There was no dispute that the owner of the painting, who bought it at auction in 1990 for about £3,500 at a time when it was considered to be a Giotto imitation, had acted contrary to Italian law in dispatching it from Italy to London. That was because a licence previously granted for the painting’s export by the Italian authorities had expired.
Following the painting’s arrival in the UK, Arts Council England (ACE) refused to grant the owner a licence to re-export the painting to Switzerland, which is not a member of the European Union, saying that it had no power to do so. That was on the basis that, the painting having been exported from Italy in violation of Italian law, its dispatch to the UK had not been lawful.

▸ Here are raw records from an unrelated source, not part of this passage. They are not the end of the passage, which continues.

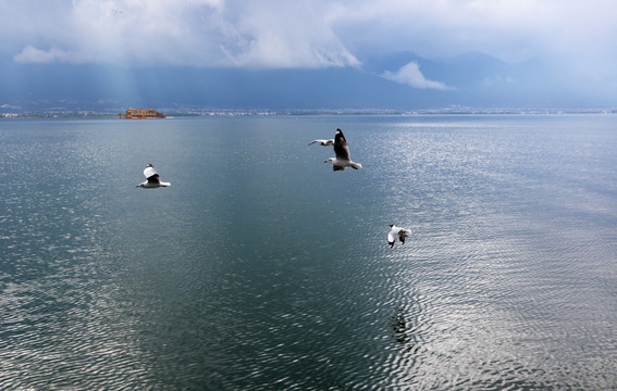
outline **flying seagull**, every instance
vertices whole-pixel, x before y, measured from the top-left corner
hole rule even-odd
[[[168,187],[171,186],[170,182],[162,182],[161,178],[159,178],[159,174],[155,169],[155,166],[148,164],[146,169],[144,169],[144,175],[148,180],[143,181],[141,184],[137,185],[136,187],[143,188],[157,188],[157,187]]]
[[[322,140],[322,139],[318,139],[318,140],[312,140],[311,142],[309,142],[309,146],[319,142],[320,144],[328,147],[328,146],[334,146],[334,139],[330,139],[330,140]]]
[[[395,226],[394,224],[390,224],[390,232],[387,232],[387,244],[391,248],[394,247],[394,242],[396,241],[396,237],[403,244],[405,244],[405,238],[411,235],[411,231],[407,228],[400,228]]]
[[[347,140],[343,136],[343,130],[336,129],[336,135],[334,136],[334,153],[336,157],[330,157],[323,163],[332,163],[332,169],[343,171],[346,167],[351,167],[354,169],[362,168],[360,163],[351,162],[349,159],[349,148],[347,147]]]

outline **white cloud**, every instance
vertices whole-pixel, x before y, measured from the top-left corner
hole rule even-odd
[[[614,0],[0,0],[0,15],[11,15],[0,23],[0,55],[22,62],[319,67],[393,51],[617,56]]]
[[[79,63],[83,60],[72,52],[59,49],[39,50],[27,46],[13,59],[16,63],[49,64],[54,62]]]
[[[420,66],[416,62],[410,62],[407,65],[402,66],[398,72],[393,73],[386,71],[380,76],[392,81],[411,86],[414,88],[428,88],[439,90],[452,89],[441,81],[427,79],[420,72]]]

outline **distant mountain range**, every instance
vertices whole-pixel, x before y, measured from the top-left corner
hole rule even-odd
[[[123,111],[128,106],[226,110],[615,108],[617,92],[567,59],[508,64],[482,53],[429,60],[412,52],[360,67],[244,70],[0,63],[0,113]]]

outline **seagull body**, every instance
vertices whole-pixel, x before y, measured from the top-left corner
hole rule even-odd
[[[343,130],[336,129],[336,135],[334,136],[334,153],[336,157],[330,157],[323,163],[332,163],[332,169],[343,171],[347,167],[354,169],[362,168],[360,163],[351,162],[349,157],[349,148],[347,147],[347,140],[343,136]]]
[[[144,176],[146,177],[146,181],[143,181],[141,184],[137,185],[136,187],[143,187],[143,188],[158,188],[158,187],[168,187],[171,186],[170,182],[162,182],[161,178],[159,177],[159,173],[157,173],[157,171],[155,169],[155,166],[151,164],[148,164],[146,166],[146,169],[144,169]]]
[[[405,238],[407,238],[409,235],[411,235],[411,231],[409,229],[397,227],[394,224],[391,224],[390,232],[387,232],[387,244],[393,248],[396,238],[398,238],[398,240],[400,240],[400,242],[405,244]]]
[[[328,147],[328,146],[334,146],[334,139],[330,139],[330,140],[322,140],[322,139],[318,139],[318,140],[312,140],[311,142],[309,142],[309,146],[319,142],[320,144]]]

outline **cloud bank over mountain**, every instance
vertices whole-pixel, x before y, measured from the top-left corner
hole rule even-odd
[[[11,104],[617,105],[612,0],[0,0],[0,15]]]

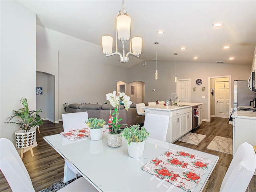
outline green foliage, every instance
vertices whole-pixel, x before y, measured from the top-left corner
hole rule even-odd
[[[122,119],[122,118],[120,118],[120,119],[118,118],[118,116],[119,115],[119,110],[120,110],[120,106],[119,105],[118,105],[118,108],[115,108],[115,112],[112,113],[111,116],[113,119],[113,120],[112,121],[112,123],[108,124],[109,125],[111,125],[112,126],[111,127],[110,127],[109,128],[109,129],[111,130],[109,132],[109,133],[110,134],[116,134],[122,132],[123,130],[122,129],[120,128],[120,127],[122,126],[127,125],[127,124],[124,123],[121,124],[121,125],[119,124],[119,122],[122,121],[123,119]],[[109,108],[110,110],[110,104]],[[113,116],[116,116],[114,117]]]
[[[9,117],[7,119],[8,121],[5,123],[16,124],[25,132],[28,132],[31,128],[39,126],[44,124],[43,119],[38,114],[42,112],[42,110],[29,110],[28,102],[26,98],[22,98],[20,103],[24,107],[17,111],[13,110],[14,114]],[[14,117],[18,117],[19,120],[16,120],[16,122],[10,121]]]
[[[125,128],[123,131],[123,137],[127,140],[127,144],[130,145],[131,142],[141,142],[145,140],[150,133],[147,131],[144,126],[140,129],[140,125],[133,125]]]
[[[98,119],[94,117],[89,118],[88,120],[85,122],[85,123],[87,124],[89,128],[91,129],[100,129],[103,127],[106,124],[106,121],[102,118]]]

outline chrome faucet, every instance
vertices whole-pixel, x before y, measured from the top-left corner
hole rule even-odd
[[[172,93],[172,94],[171,94],[171,98],[170,98],[170,105],[172,105],[173,104],[172,104],[173,102],[172,100],[172,95],[175,95],[175,98],[176,98],[176,99],[175,100],[175,102],[177,101],[177,99],[178,98],[178,96],[177,96],[177,94],[176,94],[175,93]]]

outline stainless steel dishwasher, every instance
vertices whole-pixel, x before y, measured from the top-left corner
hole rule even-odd
[[[199,117],[199,111],[198,106],[193,107],[193,129],[199,127],[198,117]]]

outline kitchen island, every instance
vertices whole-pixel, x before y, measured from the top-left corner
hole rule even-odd
[[[256,112],[235,111],[233,118],[233,156],[244,142],[256,145]],[[254,174],[256,175],[256,170]]]
[[[166,106],[158,104],[141,108],[144,109],[145,115],[151,113],[170,116],[166,141],[173,143],[192,130],[193,107],[198,106],[200,111],[199,118],[201,116],[202,119],[202,104],[201,103],[178,102],[177,105]]]

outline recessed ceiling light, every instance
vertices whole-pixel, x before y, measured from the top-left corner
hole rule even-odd
[[[220,27],[224,24],[224,23],[220,21],[217,21],[217,22],[214,22],[212,24],[212,25],[214,27]]]
[[[231,46],[230,45],[224,45],[223,46],[223,48],[224,49],[229,49],[230,47],[231,47]]]
[[[164,33],[164,32],[162,30],[158,30],[158,31],[156,31],[156,32],[157,32],[157,33],[160,35],[162,35],[162,34],[163,34]]]

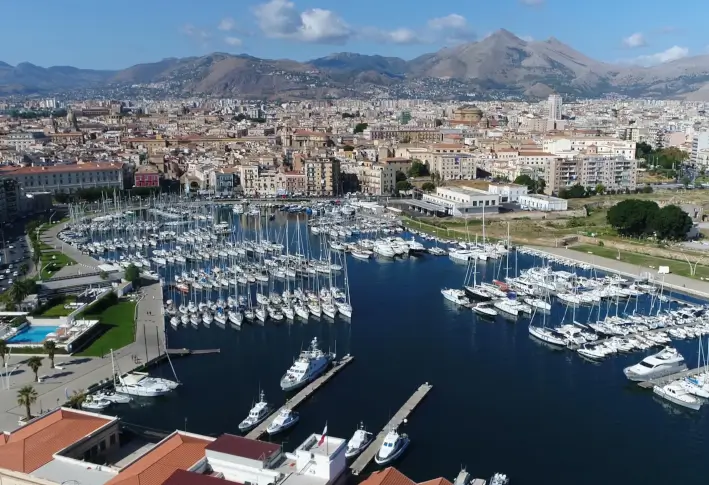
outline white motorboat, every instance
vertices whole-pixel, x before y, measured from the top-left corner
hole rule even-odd
[[[699,399],[684,390],[677,382],[672,382],[665,386],[654,386],[652,392],[678,406],[694,409],[695,411],[702,406]]]
[[[409,437],[406,434],[399,434],[396,429],[392,429],[384,437],[384,442],[374,457],[374,461],[378,465],[391,463],[399,458],[408,446]]]
[[[259,402],[257,402],[254,407],[249,411],[249,415],[246,416],[241,423],[239,423],[239,431],[246,432],[249,431],[260,423],[262,423],[271,414],[271,406],[266,402],[266,397],[261,391],[259,394]]]
[[[281,378],[281,389],[293,391],[306,385],[328,368],[335,354],[325,353],[318,348],[318,339],[313,338],[310,348],[300,353],[298,359]]]
[[[482,317],[496,317],[497,310],[490,307],[489,303],[478,303],[473,307],[473,311]]]
[[[374,439],[374,434],[364,429],[364,423],[360,423],[357,431],[352,435],[352,438],[347,442],[347,451],[345,458],[353,458],[364,451],[369,446],[369,443]]]
[[[455,288],[443,288],[441,290],[441,295],[448,301],[455,303],[456,305],[467,305],[470,303],[468,297],[465,296],[464,290],[456,290]]]
[[[108,399],[99,399],[94,396],[86,396],[84,402],[81,403],[81,409],[86,411],[103,411],[112,403]]]
[[[280,433],[287,430],[300,419],[300,415],[288,408],[281,409],[278,416],[273,418],[273,421],[266,428],[266,432],[270,435]]]
[[[687,370],[687,364],[682,354],[672,347],[665,347],[639,363],[626,367],[623,373],[631,381],[649,381],[684,370]]]

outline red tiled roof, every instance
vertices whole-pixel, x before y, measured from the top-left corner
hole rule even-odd
[[[416,485],[416,482],[393,467],[372,473],[360,485]]]
[[[67,446],[111,423],[114,418],[57,409],[0,440],[0,468],[30,473],[52,461]]]
[[[281,445],[223,434],[207,446],[207,450],[240,456],[251,460],[267,460],[281,450]]]
[[[106,485],[162,485],[175,470],[187,470],[204,458],[211,440],[174,433],[121,470]]]

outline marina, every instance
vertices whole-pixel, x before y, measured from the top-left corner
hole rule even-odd
[[[367,448],[357,457],[357,459],[350,466],[353,475],[359,475],[362,471],[369,465],[369,463],[374,459],[374,456],[379,451],[384,438],[390,430],[397,429],[406,419],[409,417],[411,412],[419,405],[424,397],[429,393],[433,386],[429,383],[421,384],[421,386],[413,393],[408,401],[399,409],[394,417],[389,420],[384,429],[382,429],[377,437],[372,441]]]
[[[341,360],[335,362],[325,374],[322,376],[318,377],[316,380],[314,380],[312,383],[308,384],[306,387],[304,387],[298,394],[293,396],[292,398],[288,399],[286,401],[285,405],[278,409],[276,411],[275,415],[278,415],[283,409],[288,408],[288,409],[295,409],[300,405],[303,401],[305,401],[307,398],[309,398],[315,391],[320,389],[320,386],[325,384],[330,378],[334,377],[335,374],[337,374],[340,370],[342,370],[347,364],[352,362],[354,360],[354,357],[351,355],[346,355],[344,356]],[[254,428],[252,431],[250,431],[246,437],[251,438],[251,439],[259,439],[261,436],[263,436],[264,433],[266,433],[266,429],[268,426],[271,424],[272,420],[266,419],[263,423],[258,425],[256,428]]]
[[[307,405],[296,401],[299,409],[293,412],[297,422],[292,427],[266,433],[279,409],[246,436],[258,433],[264,440],[285,444],[300,442],[325,426],[335,436],[349,437],[360,423],[371,426],[396,415],[390,403],[407,401],[411,388],[418,388],[423,379],[435,382],[437,392],[400,430],[411,436],[411,446],[394,463],[407,475],[429,477],[435,473],[431,462],[451,473],[463,463],[476,476],[504,470],[513,482],[519,477],[525,483],[547,483],[534,478],[545,473],[522,446],[519,430],[524,429],[525,435],[545,436],[544,446],[563,457],[559,476],[591,484],[602,477],[589,472],[579,478],[575,473],[583,466],[579,458],[590,453],[592,445],[575,439],[578,432],[603,429],[608,439],[625,443],[632,448],[630,454],[637,455],[649,452],[642,443],[656,434],[687,432],[683,426],[668,428],[668,415],[697,413],[653,393],[637,392],[637,386],[632,386],[636,392],[628,391],[623,368],[670,343],[687,361],[694,359],[696,342],[707,330],[703,301],[658,282],[600,273],[592,265],[569,265],[525,248],[404,231],[396,219],[360,214],[357,208],[353,214],[334,207],[318,209],[317,214],[275,207],[256,212],[237,214],[230,207],[202,205],[167,221],[144,211],[141,217],[151,220],[150,225],[128,222],[126,217],[137,219],[128,215],[83,229],[90,237],[83,236],[86,239],[77,244],[84,250],[98,247],[95,256],[110,264],[140,263],[144,273],[162,281],[169,347],[194,353],[219,349],[199,359],[176,359],[172,365],[181,384],[170,394],[115,404],[110,412],[126,422],[163,430],[238,433],[239,421],[260,392],[270,402],[287,400],[284,372],[317,338],[326,355],[339,349],[340,354],[357,355],[358,365],[328,386],[315,387],[316,394],[307,391],[328,374],[294,391],[295,399],[310,398]],[[542,291],[550,283],[553,289]],[[539,292],[526,291],[530,287]],[[465,292],[469,304],[459,305],[442,297],[442,288],[473,294]],[[481,302],[474,295],[487,299]],[[303,312],[304,307],[307,314],[301,317],[295,310]],[[253,318],[247,318],[249,314]],[[542,339],[534,329],[543,330],[538,332]],[[617,346],[616,352],[602,358],[579,352],[609,343]],[[167,363],[153,372],[167,378],[173,374]],[[494,398],[481,398],[481,391]],[[530,400],[532,394],[541,399]],[[464,410],[454,404],[459,402],[466,403]],[[286,406],[295,407],[291,402]],[[572,411],[585,419],[575,421]],[[703,410],[698,413],[703,416]],[[631,436],[611,426],[608,416],[625,423],[651,420],[655,427],[631,446]],[[575,423],[573,433],[559,424],[569,419]],[[494,422],[507,424],[501,430]],[[441,432],[439,423],[455,431]],[[388,431],[355,463],[367,456],[371,462]],[[483,440],[484,446],[466,440],[450,453],[440,446],[439,433],[443,439],[482,433],[499,440]],[[573,452],[567,453],[567,448]],[[699,450],[680,448],[685,456],[699,456]],[[622,464],[613,464],[613,459],[610,463],[622,476]],[[365,464],[358,473],[369,466],[386,465]],[[662,476],[661,470],[647,473],[648,479]],[[692,483],[690,472],[684,473]]]

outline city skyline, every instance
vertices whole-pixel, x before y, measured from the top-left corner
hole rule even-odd
[[[648,6],[639,0],[612,5],[612,16],[605,8],[611,7],[608,2],[572,6],[560,0],[474,6],[453,0],[443,7],[373,0],[337,5],[323,0],[215,0],[199,9],[185,0],[176,0],[170,9],[126,0],[115,11],[71,0],[68,6],[48,3],[40,14],[30,5],[6,6],[7,18],[31,22],[9,22],[0,31],[0,41],[12,46],[0,61],[120,69],[211,52],[298,61],[343,51],[411,59],[480,40],[500,28],[525,40],[555,37],[589,57],[613,63],[653,65],[708,52],[706,41],[695,34],[701,15],[682,19],[679,28],[670,20],[675,20],[673,6]],[[696,12],[704,7],[698,0],[688,6]],[[627,21],[637,12],[644,15],[642,25]]]

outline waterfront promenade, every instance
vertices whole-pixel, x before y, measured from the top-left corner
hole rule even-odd
[[[550,248],[541,246],[530,246],[536,251],[547,253],[553,256],[559,256],[566,259],[572,259],[581,263],[590,264],[591,266],[606,271],[609,273],[618,273],[624,276],[641,278],[651,276],[655,281],[664,279],[665,286],[673,290],[684,292],[700,298],[709,298],[709,281],[702,281],[686,276],[676,274],[661,275],[657,273],[656,268],[649,268],[637,264],[625,263],[615,259],[604,258],[596,254],[574,251],[568,248]]]
[[[146,360],[158,357],[165,351],[165,324],[159,284],[145,286],[140,290],[136,315],[135,342],[115,352],[116,364],[122,373],[136,368]],[[4,378],[0,378],[0,431],[17,428],[18,419],[25,413],[24,408],[17,405],[17,391],[21,387],[30,384],[37,391],[37,402],[32,406],[32,413],[36,415],[65,402],[66,396],[71,395],[72,391],[84,390],[112,375],[110,355],[56,355],[55,365],[61,369],[50,369],[49,359],[44,356],[43,365],[39,370],[42,382],[34,383],[34,373],[23,363],[27,358],[28,356],[23,354],[11,355],[8,358],[7,369],[12,373],[9,378],[9,390]]]

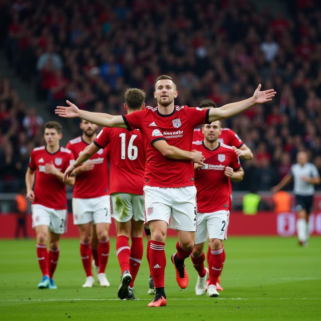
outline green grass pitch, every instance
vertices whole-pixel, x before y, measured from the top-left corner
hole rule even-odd
[[[196,273],[189,259],[188,286],[184,290],[178,287],[170,260],[176,241],[169,238],[165,247],[167,306],[150,308],[146,306],[152,298],[147,294],[149,272],[144,253],[135,285],[141,299],[117,299],[120,270],[115,239],[111,239],[107,270],[110,287],[96,283],[83,289],[79,241],[63,239],[56,290],[37,288],[41,275],[34,240],[1,240],[0,320],[321,319],[321,238],[311,238],[306,247],[299,247],[294,238],[230,238],[224,244],[224,290],[218,298],[196,296]]]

ACE was willing to licence the painting’s export to Italy, but nowhere else. It concluded that, despite its physical presence in England, the Italian Ministry of Culture and Tourism remained the competent authority to which the owner would have to apply for a licence to export the painting outside the EU. Her judicial review challenge to that decision was rejected by a judge.
In challenging that ruling, the owner argued that the Italian law which required her to give prior notice to the authorities there of her intention to export the painting was contrary to EU law. It was, amongst other things, said to amount to an impediment on the free movement of goods across EU borders and to a breach of her human right to peacefully enjoy the painting as her private possession.
The Court found that the relevant Italian licensing regime on the face of it engaged EU freedom of movement rules. It also accepted that it had the power to rule upon the compatibility or otherwise of that regime with EU law. In dismissing the owner’s appeal, however, it ruled that the Italian authorities were not required to present evidence in support of measures which were designed to monitor exports of national treasures and which were, as a matter of common sense, evidently justified.
On a true interpretation of Regulation 116/2009 (the Export Regulation), the Court in any event found that Italy was obliged to impose a licensing regime and that the owner was under a duty to comply with it. Whether or not the grant of an export licence was, as the owner claimed, a mere formality, the Italian authorities were entitled to seek verification that exporters are properly entitled to dispatch cultural items from Italy onto the wider international market.